The issue has to be tackled from all fronts, moving past the necessity of having on call emergency response health professionals carry the drug along with them. Nalaxone (or more popularly known as Narcan) is a medication that can successfully reverse the effects of an overdose and has saved many lives.
Canadian paramedics, for example, have been given 2,000 Narcan kits back in 2011, and they’ve managed to bring 300 people back from the brink of death. That same type of urgent help will be implemented throughout schools in order to make sure the fatality rate goes down for heroin overdose.
Between 2004 and 2013, overdose deaths rose by a worrying 41%, and the numbers are still on the rise, in spite of campaigns and more programs to promote awareness of its dangers.

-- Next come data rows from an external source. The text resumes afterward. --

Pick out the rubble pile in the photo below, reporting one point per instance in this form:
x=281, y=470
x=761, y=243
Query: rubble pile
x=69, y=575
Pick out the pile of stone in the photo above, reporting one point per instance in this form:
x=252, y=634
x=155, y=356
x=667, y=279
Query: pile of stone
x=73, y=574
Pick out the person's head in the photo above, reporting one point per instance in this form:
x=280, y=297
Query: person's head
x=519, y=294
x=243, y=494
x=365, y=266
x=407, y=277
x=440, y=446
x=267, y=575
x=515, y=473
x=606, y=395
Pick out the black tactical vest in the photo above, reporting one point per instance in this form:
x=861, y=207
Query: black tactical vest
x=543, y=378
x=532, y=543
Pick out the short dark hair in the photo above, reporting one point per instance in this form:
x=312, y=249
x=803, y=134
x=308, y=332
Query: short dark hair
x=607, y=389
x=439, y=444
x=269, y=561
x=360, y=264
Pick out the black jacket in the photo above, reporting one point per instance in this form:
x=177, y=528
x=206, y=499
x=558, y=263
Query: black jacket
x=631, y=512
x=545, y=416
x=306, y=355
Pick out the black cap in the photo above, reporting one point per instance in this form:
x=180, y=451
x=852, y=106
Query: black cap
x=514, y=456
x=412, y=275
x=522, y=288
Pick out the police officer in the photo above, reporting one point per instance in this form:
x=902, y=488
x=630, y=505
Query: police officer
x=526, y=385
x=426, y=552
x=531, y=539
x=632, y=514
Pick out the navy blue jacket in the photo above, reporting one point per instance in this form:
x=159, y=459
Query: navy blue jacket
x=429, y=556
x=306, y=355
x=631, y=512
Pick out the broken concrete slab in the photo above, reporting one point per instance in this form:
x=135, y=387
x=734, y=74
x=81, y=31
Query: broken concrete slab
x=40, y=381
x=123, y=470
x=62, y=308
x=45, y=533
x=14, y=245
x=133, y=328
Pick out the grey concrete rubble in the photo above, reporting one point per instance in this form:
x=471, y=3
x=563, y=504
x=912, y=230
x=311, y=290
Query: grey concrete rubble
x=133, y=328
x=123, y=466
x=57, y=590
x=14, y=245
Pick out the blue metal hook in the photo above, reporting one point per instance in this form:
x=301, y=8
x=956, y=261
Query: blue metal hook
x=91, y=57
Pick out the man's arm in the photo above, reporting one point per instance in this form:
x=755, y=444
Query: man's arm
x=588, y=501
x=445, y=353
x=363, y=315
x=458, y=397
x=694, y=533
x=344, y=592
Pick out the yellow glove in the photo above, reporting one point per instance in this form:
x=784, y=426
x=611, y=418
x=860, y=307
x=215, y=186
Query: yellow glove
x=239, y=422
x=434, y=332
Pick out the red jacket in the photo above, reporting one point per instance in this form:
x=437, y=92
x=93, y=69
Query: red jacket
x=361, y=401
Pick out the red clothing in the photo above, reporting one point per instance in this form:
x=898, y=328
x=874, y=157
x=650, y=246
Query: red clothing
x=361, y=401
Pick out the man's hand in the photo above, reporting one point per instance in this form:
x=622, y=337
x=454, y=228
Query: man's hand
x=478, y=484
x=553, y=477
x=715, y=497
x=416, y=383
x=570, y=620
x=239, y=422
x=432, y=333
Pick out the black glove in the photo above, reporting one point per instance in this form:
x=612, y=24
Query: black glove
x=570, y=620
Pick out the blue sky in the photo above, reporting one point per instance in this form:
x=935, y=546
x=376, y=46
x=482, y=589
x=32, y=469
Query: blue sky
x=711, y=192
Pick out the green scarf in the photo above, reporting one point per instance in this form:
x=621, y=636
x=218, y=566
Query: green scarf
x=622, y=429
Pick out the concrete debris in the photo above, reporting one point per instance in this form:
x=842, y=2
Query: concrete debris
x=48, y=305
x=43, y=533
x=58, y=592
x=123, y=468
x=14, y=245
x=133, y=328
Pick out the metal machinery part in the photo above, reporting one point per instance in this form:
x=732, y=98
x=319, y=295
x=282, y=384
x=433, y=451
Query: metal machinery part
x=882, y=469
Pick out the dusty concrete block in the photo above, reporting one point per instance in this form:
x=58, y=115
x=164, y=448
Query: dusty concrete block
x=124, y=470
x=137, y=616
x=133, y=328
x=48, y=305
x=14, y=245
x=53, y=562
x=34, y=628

However, around 75% of deaths due to drug overdose are accidental, are “largely preventable” and most of them affect the younger generation.
Along the same nine years of the study, heroin-treatment programs in New York alone saw to an 136% increase, which while is good news that people are seeking help, is also worrying due to the fact that more of them are reaching that late stage where themselves or a loved one admits the urgent need for help.
According to the state office of Alcoholism and Substance Abuse Services, upstate has seen a 222% spike in the same treatment programs.
In consequence, the Board of Regents recently approved new regulations which will allow schools to carry medications such as nalaxone at their own choice. New York has set aside $272,000 from their $142 billion budget for the sole purpose of training school nurses on how to use Narcan and possibly save lives of overdosing students.
If it’s “timely administered”, deaths are undoubtedly preventable, according to one of the state’s deputy education commissioners, Charles Szbuberla. The vote to pass the law has been highly praised, because access to nalaxone is fairly limited for the average person, and subsequently, for worried parents believing that their child might be in danger.
The decision has been stated to be an important step, and a clear sign that local governments are starting to be more proactive than reactive, with this preventable issue addressed before it claims more lives.